[toc]With 25 events down in the World Series of Poker, we’re pretty much one-third of the way through the series.
As you might expect, the WSOP is action-packed so far, with a whole heap of news coming from Las Vegas, Nevada.
Here is some of the best of the action from the past couple of weeks.
Poker’s power couple net their first bracelets
The Tag Team format proved so popular in 2016 that the WSOP introduced a $10,000 buy-in version this year.
Poker couple Igor Kurganov and Liv Boeree won the inaugural event. The tournament was the first open bracelet event of the summer. The pair have been dating for several years. Despite impressive tournament resumes, neither owned a bracelet. Now they have done it together.
Doug Polk wins the $111,111 One Drop
The $111,111 High Roller for One Drop, which donates $11,111 from each buy-in to Guy Laliberté’s One Drop Foundation, always attracts poker’s elite.
The list of winners is a reflection of this: Jonathan Duhamel and Fedor Holz are some of the past champions. They are now joined by Doug Polk. This is Polk’s third WSOP bracelet and continues his great winning streak. He also recently broke his own record for the largest livestreamed online poker tournament win.
Adrian Mateos wins third career WSOP event
Spanish poker pro Adrian Mateos won what is arguably one of the toughest events in the WSOP calendar.
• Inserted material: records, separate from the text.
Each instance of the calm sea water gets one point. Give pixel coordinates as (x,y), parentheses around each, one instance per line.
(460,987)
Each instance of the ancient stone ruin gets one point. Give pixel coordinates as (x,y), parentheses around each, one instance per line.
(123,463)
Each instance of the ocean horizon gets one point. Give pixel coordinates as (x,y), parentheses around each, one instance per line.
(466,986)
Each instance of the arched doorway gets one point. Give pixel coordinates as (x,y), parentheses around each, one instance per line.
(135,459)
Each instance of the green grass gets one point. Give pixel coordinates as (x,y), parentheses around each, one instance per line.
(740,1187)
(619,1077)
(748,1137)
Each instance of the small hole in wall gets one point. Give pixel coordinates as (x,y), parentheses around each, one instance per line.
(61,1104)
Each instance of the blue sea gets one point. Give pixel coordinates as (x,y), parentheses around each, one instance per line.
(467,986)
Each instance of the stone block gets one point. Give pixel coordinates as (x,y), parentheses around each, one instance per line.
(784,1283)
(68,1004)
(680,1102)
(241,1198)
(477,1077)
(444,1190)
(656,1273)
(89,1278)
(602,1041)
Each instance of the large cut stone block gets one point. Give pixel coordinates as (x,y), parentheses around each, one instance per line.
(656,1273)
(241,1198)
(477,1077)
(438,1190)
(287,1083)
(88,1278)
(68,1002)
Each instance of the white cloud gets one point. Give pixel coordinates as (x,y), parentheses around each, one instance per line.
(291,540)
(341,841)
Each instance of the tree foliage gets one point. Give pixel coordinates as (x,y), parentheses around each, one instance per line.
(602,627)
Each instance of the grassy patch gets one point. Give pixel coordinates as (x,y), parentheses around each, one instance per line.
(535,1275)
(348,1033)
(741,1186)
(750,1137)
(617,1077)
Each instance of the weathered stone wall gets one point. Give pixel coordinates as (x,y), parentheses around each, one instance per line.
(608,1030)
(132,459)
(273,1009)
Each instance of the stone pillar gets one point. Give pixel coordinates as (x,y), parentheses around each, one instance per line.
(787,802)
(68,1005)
The Spaniard took down the $10,000 Heads-Up Championship, winning $335,656 in the process.
In doing this, not only does he take his live tournament earnings over the $9 million-mark, he also further cements his spot as number two on the Spain all-time money list. Moreover, he also becomes the youngest player in poker history to win three WSOP bracelets.
Mateos also won the World Series of Poker Europe Main Event in 2013 and the $1,500 Summer Solstice event in Las Vegas last year.
Pablo Mariz turns $1,500 into over $1.2 million
The $1,500 buy-in Millionaire Maker was the twentieth event of the series. As always, it is also one of the most anticipated events. Why? Well, for the promise to make the winner a millionaire.
The event guarantees a first prize of $1 million, which it easily eclipsed by a significant margin when 7,758 players entered.
A 27-year-old Canadian named Pablo Mariz came from Montreal and won the title as well as a first prize of $1,221,704. Not bad for a $1,500 investment!